High-Dimensional Simplexes for Supermetric Search

TL;DR

This paper introduces a method using high-dimensional simplexes in supermetric spaces to efficiently approximate distances, enabling faster similarity searches with reduced data size and minimal accuracy loss.

Contribution

It presents a novel approach to construct n-dimensional simplexes in supermetric spaces for tight distance bounds, improving search efficiency.

Findings

Significant reduction in data size and metric computation costs.

Maintains high accuracy in similarity search results.

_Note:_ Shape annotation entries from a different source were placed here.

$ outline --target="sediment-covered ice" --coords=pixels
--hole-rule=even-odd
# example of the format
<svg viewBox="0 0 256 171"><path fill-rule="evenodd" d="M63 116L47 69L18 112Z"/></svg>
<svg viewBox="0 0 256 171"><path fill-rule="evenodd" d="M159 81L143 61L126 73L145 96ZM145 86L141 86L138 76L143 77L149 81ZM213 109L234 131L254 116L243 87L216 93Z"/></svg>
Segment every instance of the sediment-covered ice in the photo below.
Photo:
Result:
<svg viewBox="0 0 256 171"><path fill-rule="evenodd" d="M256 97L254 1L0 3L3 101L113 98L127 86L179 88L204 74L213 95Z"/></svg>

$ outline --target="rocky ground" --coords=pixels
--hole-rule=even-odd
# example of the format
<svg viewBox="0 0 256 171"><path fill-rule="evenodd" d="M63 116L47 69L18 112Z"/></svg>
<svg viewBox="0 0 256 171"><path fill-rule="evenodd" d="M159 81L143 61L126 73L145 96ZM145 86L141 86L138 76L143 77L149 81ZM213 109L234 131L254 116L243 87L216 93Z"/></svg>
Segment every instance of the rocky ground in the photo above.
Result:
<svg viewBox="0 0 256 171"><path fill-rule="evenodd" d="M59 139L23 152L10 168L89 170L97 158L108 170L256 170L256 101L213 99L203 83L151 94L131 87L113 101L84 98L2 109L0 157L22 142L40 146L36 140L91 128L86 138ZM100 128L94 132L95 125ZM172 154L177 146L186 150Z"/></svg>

Provides a scalable indexing method for supermetric spaces.

Abstract

In 1953, Blumenthal showed that every semi-metric space that is isometrically embeddable in a Hilbert space has the n-point property; we have previously called such spaces supermetric spaces. Although this is a strictly stronger property than triangle inequality, it is nonetheless closely related and many useful metric spaces possess it. These include Euclidean, Cosine and Jensen-Shannon spaces of any dimension. A simple corollary of the n-point property is that, for any (n+1) objects sampled from the space, there exists an n-dimensional simplex in Euclidean space whose edge lengths correspond to the distances among the objects. We show how the construction of such simplexes in higher dimensions can be used to give arbitrarily tight lower and upper bounds on distances within the original space. This allows the construction of an n-dimensional Euclidean space, from which lower and upper bounds of the original space can be calculated, and which is itself an indexable space with the n-point property. For similarity search, the engineering tradeoffs are good: we show significant reductions in data size and metric cost with little loss of accuracy, leading to a significant overall improvement in search performance.